Do you think I need such a deep understanding? Couldn't I just choose to support a certain subset of D and do only more simple conversation without in-depth analysis and all this? --Marenz Am 22.05.2010, 21:15 Uhr, schrieb Ellery Newcomer <ellery-newcomer utulsa.edu>:
 On 05/22/2010 01:19 PM, Mathias Laurenz Baumann wrote:
 Greetings,

 I want to write a web-library/framework, similar to [1]Webtoolkit or
 [2]GWT.
 For that I need to transform a sub portion of D code to javascript.
 Additionally, I dislike changing the toolchain, which means it has all
 to happen at the
 compilation time.
 I want to know what you think about the following possibilities and
 whether you know better ones.

 a)
 Write a compile-time template based parser for D to JS code and parse
 the .d files and transform them
 b)
 write a initialization-time parser for D to JS code, to access the D
 code, each to-be-converted file
 needs to have its own code as string, like char[] src = __FILE__;
 Currently, I believe there is only one semantic analyzer for D on the  
 planet: the dmd front end. Use it as is, use Ary's port, use Denis'  
 port. (a) is not an option in this case, unless you want to spend most  
 of forever porting the dmd front end to compile time evaluatable D.

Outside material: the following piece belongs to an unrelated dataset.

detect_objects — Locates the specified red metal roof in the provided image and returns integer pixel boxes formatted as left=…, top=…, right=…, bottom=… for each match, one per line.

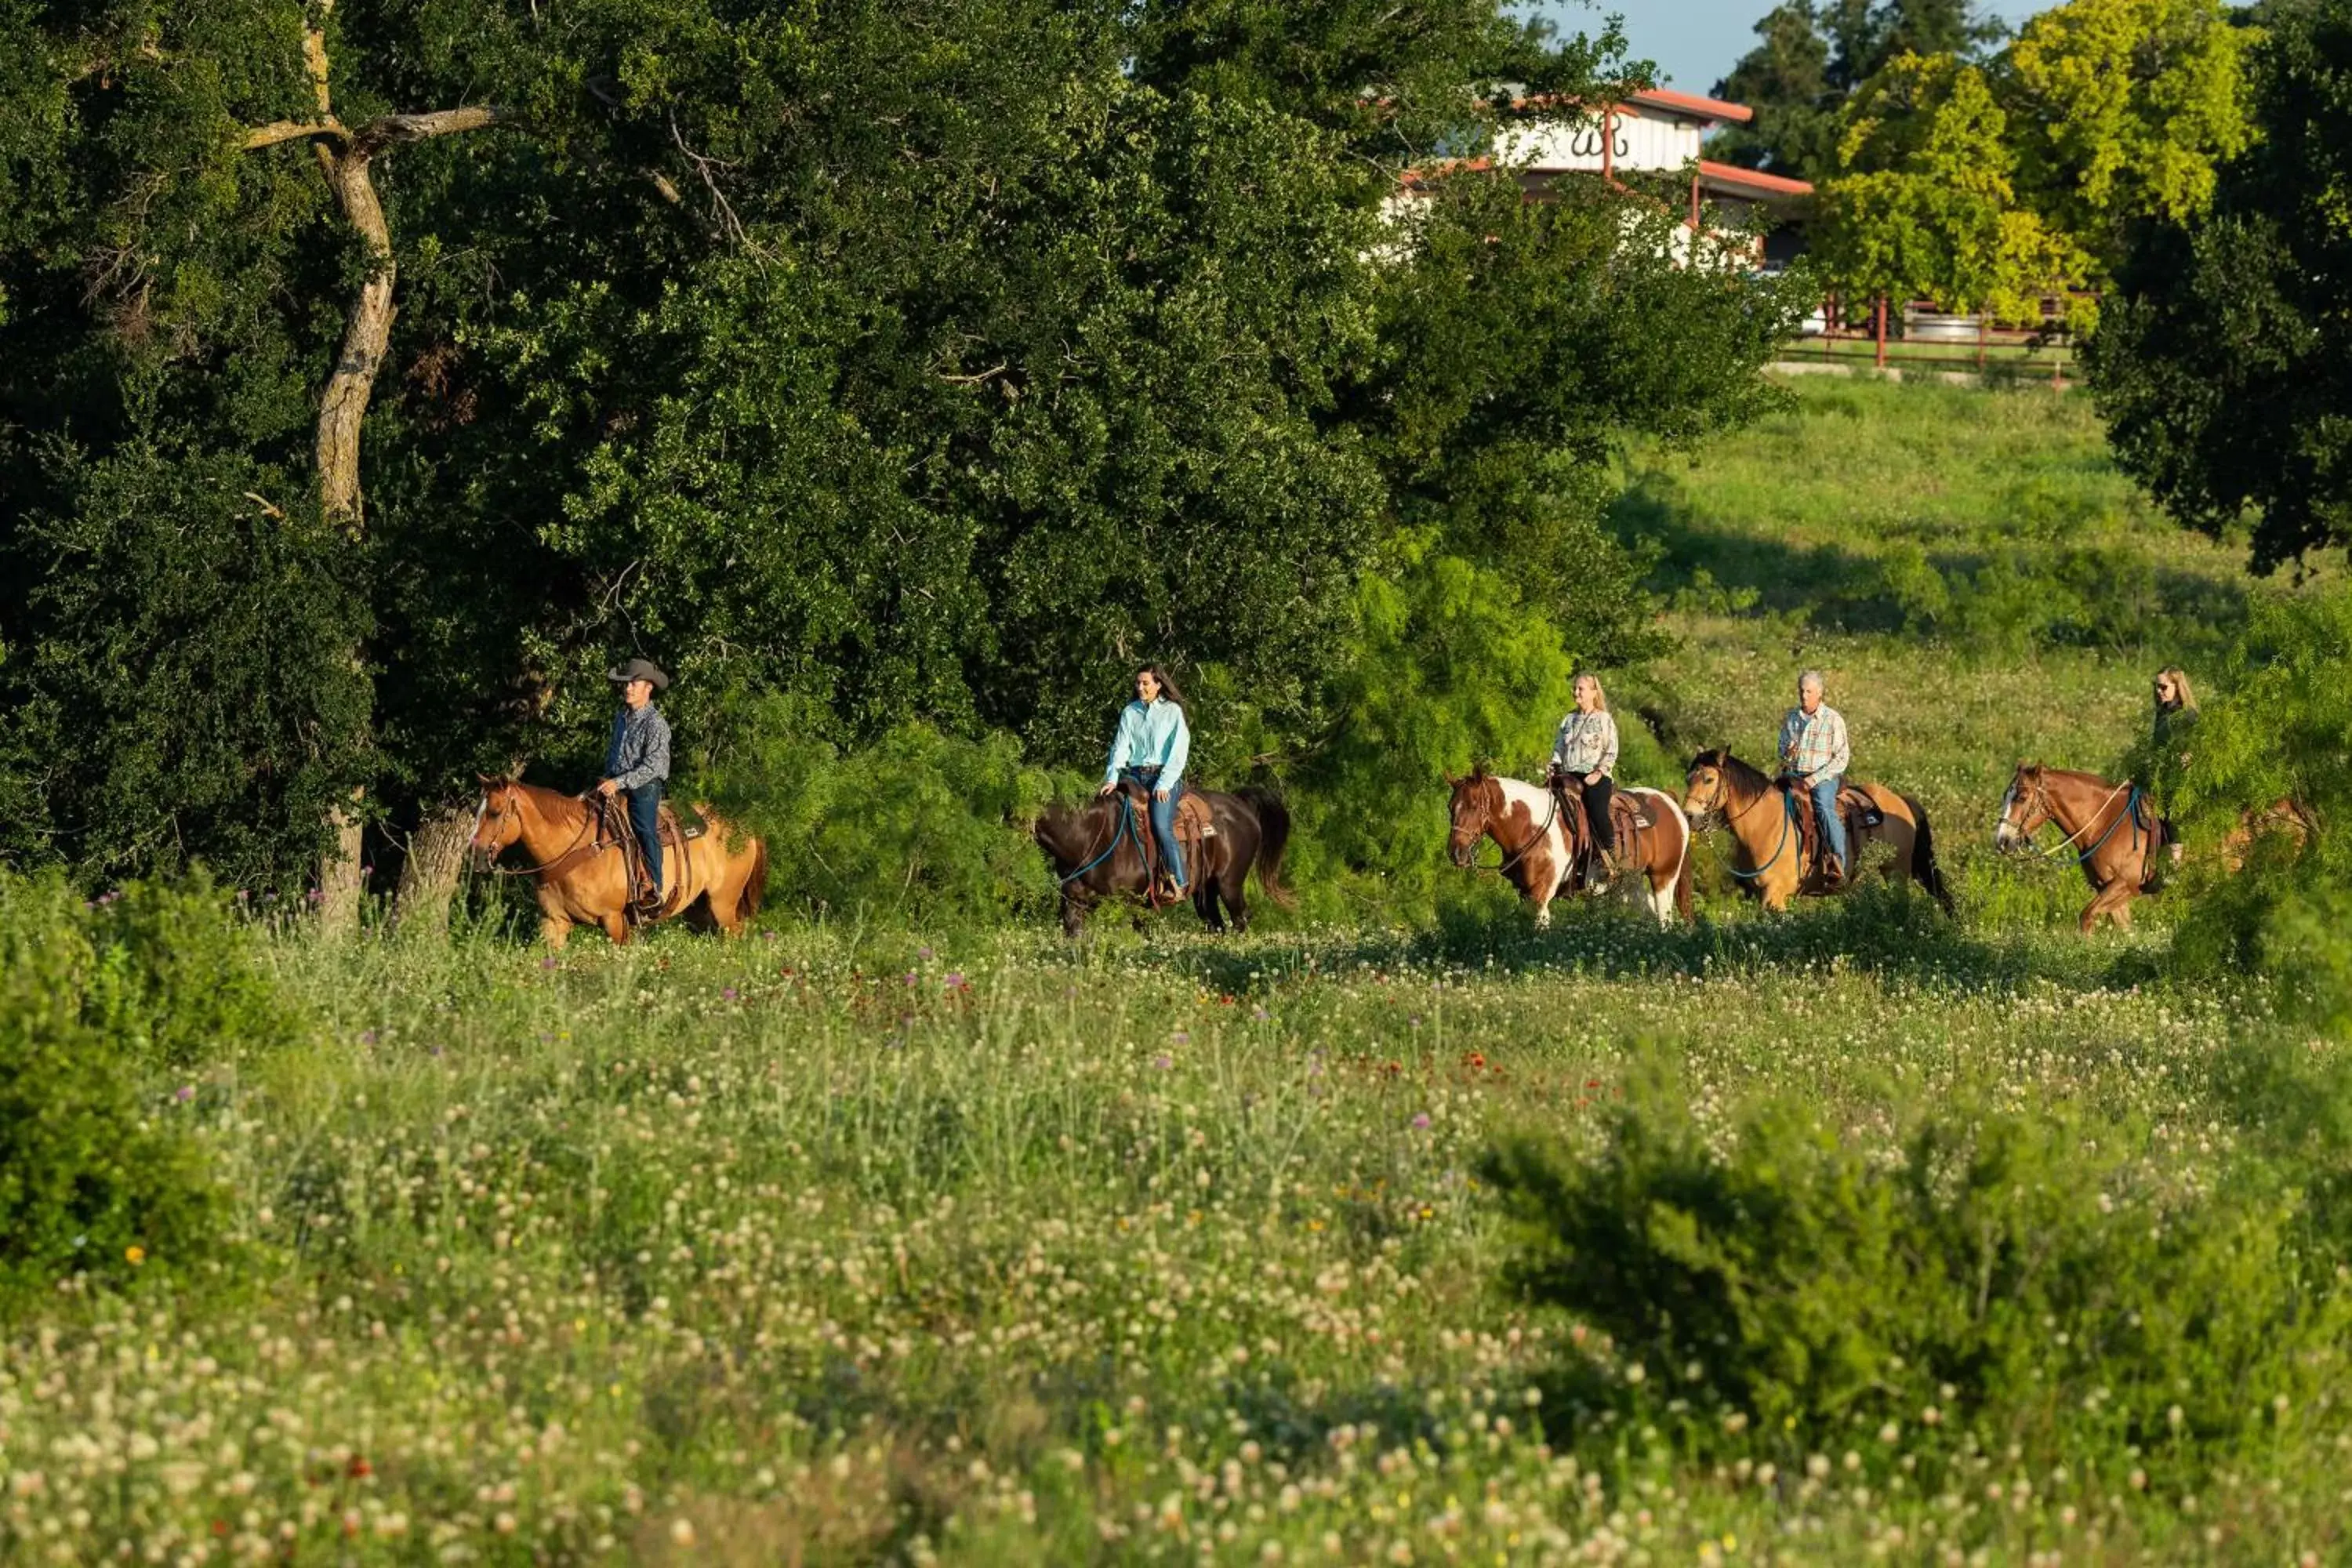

 And you will have to support the entire D language if by toolchain you  
 mean you want access to the routines in phobos or tango or whatever. (If  
 not, then I don't see the point of converting your D code to JS  
 mechanically.) And then you're going to have to deal with things like  
 extern(C), which are all over the place in both libraries, which I  
 suspect is nontrivial or not possible.

 So unless I've misunderstood something, I don't think avoiding JS is  
 really worth all the effort. Sorry for being a pessimist.
May 22 2010
parent Ellery Newcomer <ellery-newcomer utulsa.edu> writes:
On 05/22/2010 09:15 PM, Mathias Laurenz Baumann wrote:
 Question: as someone who has never used either of the engines that you
 reference, do they actually perform impl language -> JS conversions?
GWT does that for sure.
Interesting. Maybe I'll have a look at it sometime.
 Do you think I need such a deep understanding? Couldn't I just choose to
 support a certain subset of D and do only more simple conversation
 without in-depth analysis and all this?
I was mostly alluding to dmd. It's a complicated critter and rather large. Maybe not so friendly. But I really don't know what else you'd use. But yeah, if you restrict the language and library use enough, you could probably reduce it to a workable problem.